Não foi sem assombro que o jovem Aécio Neves viu sua rotina pacata mudar de um dia para outro. O deputado levava uma vida tranquila e infalível como Rivotril quando Ramiro Madeira, o estagiário do Jornal do Almoxarifado, lhe perguntou:
— E o Gabigol com a camisa do Corinthians, hein?
Aécio arqueou as sobrancelhas, ergueu os ombros e murmurou:
— É… eu vi. Difícil, né?
Os pelos da nuca de Ramiro se eriçaram. O estagiário sentia o arrepio jornalístico que acomete aqueles que presenciam um acontecimento de vulto histórico.
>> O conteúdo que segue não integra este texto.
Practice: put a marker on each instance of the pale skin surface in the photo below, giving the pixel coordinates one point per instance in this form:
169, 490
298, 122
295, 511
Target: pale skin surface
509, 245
No dia seguinte, as tiragens do Jornal do Almoxarifado bateram recordes com a manchete "Aécio faz duras críticas ao futebol brasileiro".
A partir de então, a vida invisível de Aécio mudou radicalmente.
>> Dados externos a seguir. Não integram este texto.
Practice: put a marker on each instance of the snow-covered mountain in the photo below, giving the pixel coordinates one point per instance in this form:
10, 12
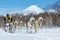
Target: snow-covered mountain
32, 9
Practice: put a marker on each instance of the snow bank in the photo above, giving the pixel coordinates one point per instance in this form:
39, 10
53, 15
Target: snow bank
44, 34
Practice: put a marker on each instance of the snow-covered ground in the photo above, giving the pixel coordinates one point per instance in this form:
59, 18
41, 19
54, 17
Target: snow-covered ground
44, 34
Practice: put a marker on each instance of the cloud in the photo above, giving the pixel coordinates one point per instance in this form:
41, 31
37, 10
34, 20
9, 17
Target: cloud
4, 11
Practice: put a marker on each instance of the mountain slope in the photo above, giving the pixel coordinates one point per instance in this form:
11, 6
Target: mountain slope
33, 9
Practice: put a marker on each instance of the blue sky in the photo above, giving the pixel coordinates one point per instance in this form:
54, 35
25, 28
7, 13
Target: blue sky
7, 6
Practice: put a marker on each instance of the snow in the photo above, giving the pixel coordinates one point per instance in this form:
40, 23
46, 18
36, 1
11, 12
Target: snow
44, 34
Nas primeiras horas da manhã, seus primeiros bocejos matinais foram interrompidos por um jornalista ávido por uma opinião sobre dados divulgados pelo governo Lula.
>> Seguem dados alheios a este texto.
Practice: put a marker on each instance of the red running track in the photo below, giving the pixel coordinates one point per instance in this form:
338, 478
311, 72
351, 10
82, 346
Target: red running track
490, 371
Ainda sem tempo para concluir a resposta, Aécio expunha sua hipótese sobre o sumiço das joias de Eliane Cantanhêde, a tomada de Constantinopla e a tradução para o inglês de Flora Thomson-DeVeaux para "Memórias Póstumas de Brás Cubas".
Ao meio-dia, o jovem deputado havia opinado sobre Lula, Bolsonaro, Tabata, Tarcísio, air fryer, Renoir, bitcoin, Anitta, macarronese, harmonização facial, sobre a topografia de Ouro Preto e a ousadia estética do último filme de Jacques Audiard.
"O equilíbrio ecológico é fundamental. Até mesmo tucanos criados em cativeiro e alimentados com suplementos artificiais podem ajudar a restabelecer a equidade no Brasil", ele pontificou para a Folha de Saracura.
Alçado repentinamente ao cargo de opinador-geral da República, Aécio presenciou um milagre: assim que sua milésima opinião foi publicada pela imprensa, as avenidas do Eixo Monumental se moveram para formar uma terceira via. No dia seguinte, as primeiras páginas de todos os jornais estampavam as interjeições de espanto do deputado.
Depois de sete dias, o jovem Aécio descansou. Em abstinência, um editor de política mandou um WhatsApp implorando por uma opinião qualquer sobre um assunto à escolha do deputado. Foi quando, acometido pelo bom senso que lhe é peculiar, o jovem Aécio respondeu: "Tô um pouco cansado de dar opinião".
No dia seguinte, os leitores foram agraciados com a manchete "Aécio opina sobre opinião de Aécio".